Usefulness of the Term ‘Food Addiction’

One issue still to resolve is the extent to which so-called FA is a novel label for susceptibility to already known forms of overeating [22]. This behaviour is well documented and defined by clinically recognised conditions such as BED [63]. Vainik et al. [71] suggested that many common eating-related traits can all be captured by a single factor, labelled ‘uncontrolled eating’ (p. 229), presented on a continuum indicating severity. This continuum model is in line with that proposed by Davis [22] and further highlights the overlaps between the hypothesised classification of FA and existing maladaptive eating behaviour phenotypes. However, such a continuum does not justify the acceptance of so-called FA as a distinct clinical entity. At the present time, the concept of so-called FA at the individual level as a putative biological cause of overeating is controversial and lacks convincing support.

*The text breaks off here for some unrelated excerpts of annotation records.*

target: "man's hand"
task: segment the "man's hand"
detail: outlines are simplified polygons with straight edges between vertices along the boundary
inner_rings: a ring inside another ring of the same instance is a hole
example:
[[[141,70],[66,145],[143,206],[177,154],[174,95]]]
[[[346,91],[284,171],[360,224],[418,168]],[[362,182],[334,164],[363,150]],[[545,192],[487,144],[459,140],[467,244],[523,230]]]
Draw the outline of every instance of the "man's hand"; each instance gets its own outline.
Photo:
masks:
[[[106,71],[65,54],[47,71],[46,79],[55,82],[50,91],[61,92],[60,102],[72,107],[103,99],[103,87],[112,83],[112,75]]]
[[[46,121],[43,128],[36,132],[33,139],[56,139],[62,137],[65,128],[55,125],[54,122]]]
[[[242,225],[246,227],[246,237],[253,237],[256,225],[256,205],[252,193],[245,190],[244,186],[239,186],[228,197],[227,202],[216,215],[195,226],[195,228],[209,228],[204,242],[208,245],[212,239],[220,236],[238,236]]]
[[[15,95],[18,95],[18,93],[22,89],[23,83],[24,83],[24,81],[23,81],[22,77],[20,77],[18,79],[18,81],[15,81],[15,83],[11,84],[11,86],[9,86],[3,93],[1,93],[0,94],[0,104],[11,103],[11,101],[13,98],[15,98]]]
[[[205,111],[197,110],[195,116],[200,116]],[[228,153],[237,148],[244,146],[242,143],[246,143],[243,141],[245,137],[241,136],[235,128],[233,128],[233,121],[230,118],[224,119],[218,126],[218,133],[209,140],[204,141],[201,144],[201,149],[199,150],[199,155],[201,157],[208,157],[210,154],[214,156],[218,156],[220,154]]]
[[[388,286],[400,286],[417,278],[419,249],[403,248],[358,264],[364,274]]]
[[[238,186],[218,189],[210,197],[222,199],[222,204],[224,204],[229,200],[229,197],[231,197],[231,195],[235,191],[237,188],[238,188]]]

The term is also not widely regarded as helpful by clinicians in advancing scientific understanding of eating disorders or as an explanation for obesity.

Conclusion

This systematic review of 40 studies is the largest to date and has uncovered mixed results regarding the prevalence and correlates of so-called FA. Notably, YFAS scores were higher in overweight or obese samples or those with BED, prompting researchers to conclude that FA may be a subtype of BED, reflecting many of the problematic eating behaviours endorsed by those who have been unsuccessful in controlling their weight. However, the existence of a growing body of uncritical scientific literature, which makes the assumption that so-called FA is a true condition, may hinder progress in identifying preventable causes of overeating. The designation of any new putative mental disorder should not be taken lightly but should contribute novel information to the field which assists in explaining or treating pathology and should not overlap extensively with existing validated explanations and disorders. As a counter to this, a body of objective scientific research is required to investigate the utility of the concept of FA in the current scientific literature before it is accepted by the scientific population and communicated to the public, for example, by objectively measuring energy intake (EI) and macronutrient choice following a dietary manipulation and comparing EI in ‘food addicted’ versus healthy individuals. At the present time there is a need for well-funded large-scale scientifically controlled trials preferably carried out by un-biased researchers. At this stage, and consistent with scientific practice, the existence of so-called FA and its relationship with other psychological processes should be regarded as inconclusive until such time as the evidence base becomes stronger.

Disclosure Statement

The authors declared no conflict of interest.